Ramazan, oruç ayıdır. “Öyle ise içinizden kim bu aya ulaşırsa onu oruçla geçirsin.” (Bakara, 2/185)buyuran Rabbimiz, Kur’an’ın indiği bu ayda oruç gibi İslam’ın beş esasından biri olan ibadeti farz kılmıştır. Kur’an ile şereflenen bu ay, oruçla taçlanıyor, on bir ayın sultanı oluyor. Gayesi takva olan oruç ile, müminin ahlakının güzelleşmesi, sabrı, isarı öğrenmesi, nimetlerin kadrini bilmesi, haramlardan uzak durmanın mümkün olabileceğini idrak etmesi hedeflenmektedir.
Rahmet ayı Ramazan içerisinde bin aydan daha hayırlı, koca bir ömre bedel bir geceyi sinesine gizliyor. Kadir gecesini “… Ramazan ayının son on gecesinde arayın!” (Muvatta, İtikaf, 6) buyuran Sevgili Peygamberimiz, Kadir gecesini bekleyen değil, arayanlardan olmamızı istiyor.
Ramazan’ı ihya eden bir mümin, Kur’an ve oruç mektebinden iki diploma/icazet sahibi ve günahlarından berat etmiş olarak bayrama ulaşır.
İşte Ramazan, evimize, gönlümüze misafir olmaya geldi. Bizi kaynaştırmaya, unuttuklarımızı hatırlatmaya, bizi Rabbimize daha çok yaklaştırmaya, bizi eğitmeye, bizi değiştirmeye geldi.
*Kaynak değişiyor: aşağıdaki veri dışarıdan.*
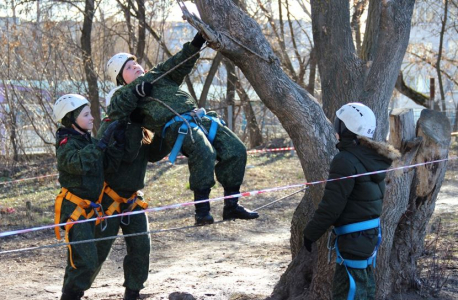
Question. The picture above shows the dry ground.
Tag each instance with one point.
(230, 260)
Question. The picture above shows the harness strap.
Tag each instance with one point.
(357, 264)
(80, 210)
(183, 131)
(135, 200)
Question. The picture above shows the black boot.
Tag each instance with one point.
(131, 294)
(71, 295)
(234, 211)
(202, 216)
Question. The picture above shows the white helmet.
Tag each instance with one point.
(66, 104)
(115, 64)
(358, 118)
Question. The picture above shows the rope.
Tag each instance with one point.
(240, 195)
(164, 159)
(174, 68)
(135, 234)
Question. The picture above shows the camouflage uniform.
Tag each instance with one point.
(227, 149)
(81, 165)
(128, 180)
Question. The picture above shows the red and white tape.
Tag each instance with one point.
(164, 159)
(244, 194)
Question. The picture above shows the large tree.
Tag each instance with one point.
(367, 76)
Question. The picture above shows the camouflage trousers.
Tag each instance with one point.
(227, 151)
(364, 279)
(136, 262)
(84, 255)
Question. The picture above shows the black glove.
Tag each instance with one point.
(105, 140)
(136, 116)
(198, 40)
(308, 244)
(120, 135)
(143, 89)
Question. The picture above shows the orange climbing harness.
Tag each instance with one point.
(135, 200)
(80, 210)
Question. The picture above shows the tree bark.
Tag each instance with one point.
(433, 129)
(439, 56)
(209, 79)
(417, 97)
(344, 78)
(252, 124)
(91, 76)
(230, 91)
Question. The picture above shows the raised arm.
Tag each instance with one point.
(189, 49)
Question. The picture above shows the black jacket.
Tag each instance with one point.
(353, 200)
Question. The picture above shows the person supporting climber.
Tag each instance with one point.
(123, 194)
(174, 117)
(353, 205)
(81, 161)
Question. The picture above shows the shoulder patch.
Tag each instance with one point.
(63, 142)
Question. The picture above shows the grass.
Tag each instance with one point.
(164, 184)
(167, 184)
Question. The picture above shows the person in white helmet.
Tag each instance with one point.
(81, 161)
(173, 115)
(353, 205)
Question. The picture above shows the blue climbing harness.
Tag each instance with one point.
(355, 264)
(194, 120)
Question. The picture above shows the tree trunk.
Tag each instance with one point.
(209, 79)
(412, 202)
(91, 76)
(417, 97)
(252, 124)
(344, 78)
(439, 56)
(230, 91)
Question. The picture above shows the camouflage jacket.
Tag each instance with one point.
(81, 164)
(130, 176)
(167, 90)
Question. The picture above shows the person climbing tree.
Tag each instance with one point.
(175, 118)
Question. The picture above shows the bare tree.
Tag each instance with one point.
(345, 77)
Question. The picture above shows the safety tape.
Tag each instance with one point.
(164, 159)
(240, 195)
(138, 233)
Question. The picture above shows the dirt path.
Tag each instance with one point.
(212, 262)
(233, 260)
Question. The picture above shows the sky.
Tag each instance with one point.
(108, 8)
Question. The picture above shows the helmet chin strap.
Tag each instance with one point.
(77, 126)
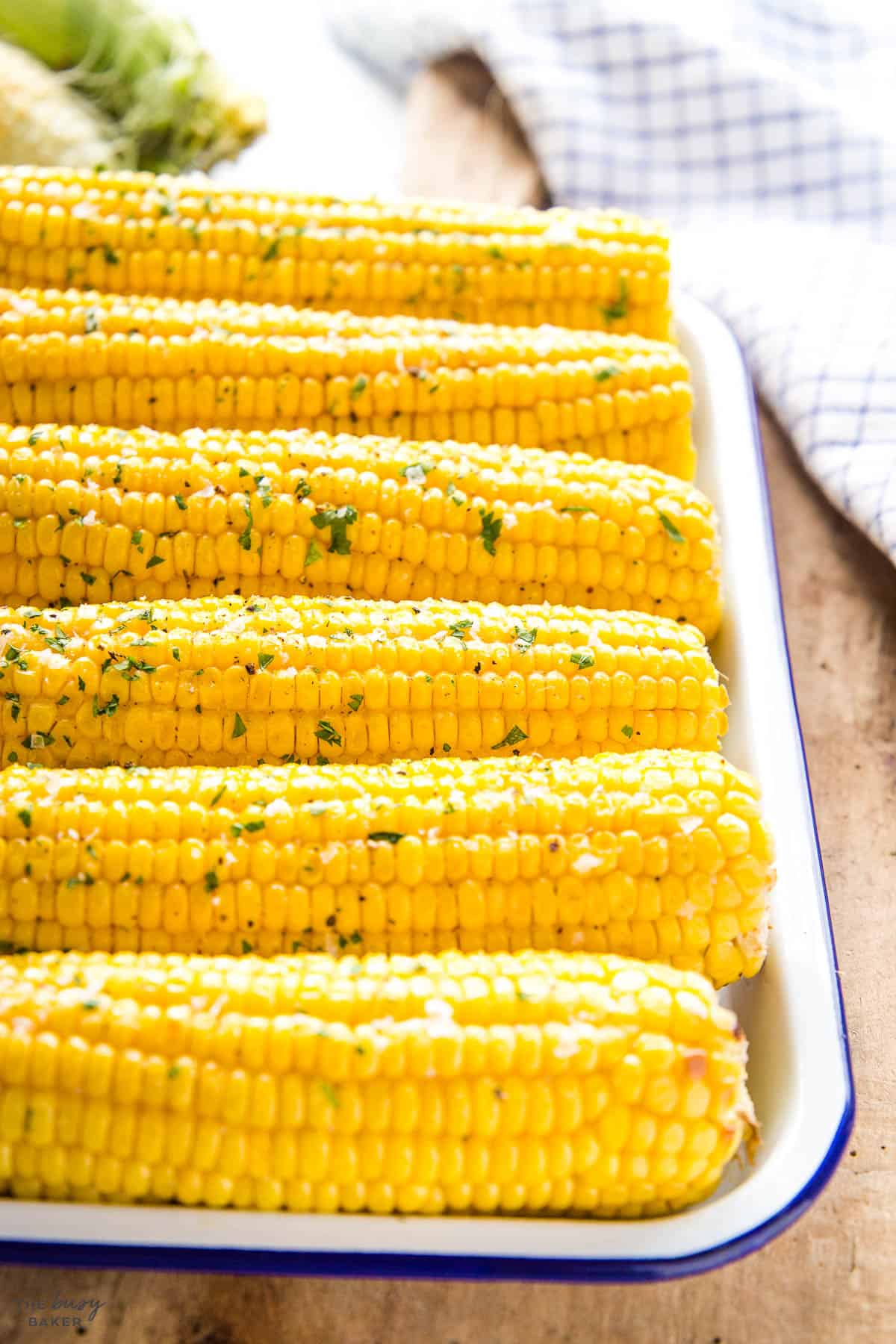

Rahmet ve cennet kapılarının açıldığı bu ayın gecesini gündüzünü, Allah’ın rızasını kazanmak, günahlardan arınmak, nefsi terbiye etmek için fırsat bilinmelidir. Oruçla bir taraftan vücut zararlı maddelerden arınırken, diğer taraftan nefis de terbiye edilmelidir. Yüce kitabımız Kur’an’ı gönül dünyamıza indirerek, okuyup, anlamaya, yaşamaya gayret edilmelidir. Kadir gecesine gelindiğinde yürüyen Kur’an nasıl olunur sorusu cevapsız kalmamalıdır. Cömertliği Ramazan’da zirve olan bir Peygamber’e, yaraşır bir ümmet olmada yarışılmalıdır. Namazın Cenab-ı Hakk’a kulluk ve vuslat vasıtası, secdenin, O’na en yakın an olunduğu şuuruyla, tadili erkâna riayet ederek, kıraatte harflerin hakkını vererek, acele etmeden namazı eda etmeye gayret edilmelidir. Unutulmamalıdır ki namaz bir yük, bir borç değil; ahirette ilk sual ve kurtuluş vesilemizdir.
Yüce Rabbimizden, Ramazan-ı Şerifi bizlerin, ülkemizin ve İslam âleminin hayrına vesile kılmasını diliyoruz. Rabbimiz bu Ramazan da inşallah bizleri “Kim Ramazan ayının faziletine inanarak ve karşılığını Allah’tan umarak, Ramazan’ı ibadetle ihya ederse, geçmiş günahları bağışlanır.” (Buhari, İman, 27; Müslim, Salatü’l-Müsafirin, 13) hadisinin müjdesine ulaştırır.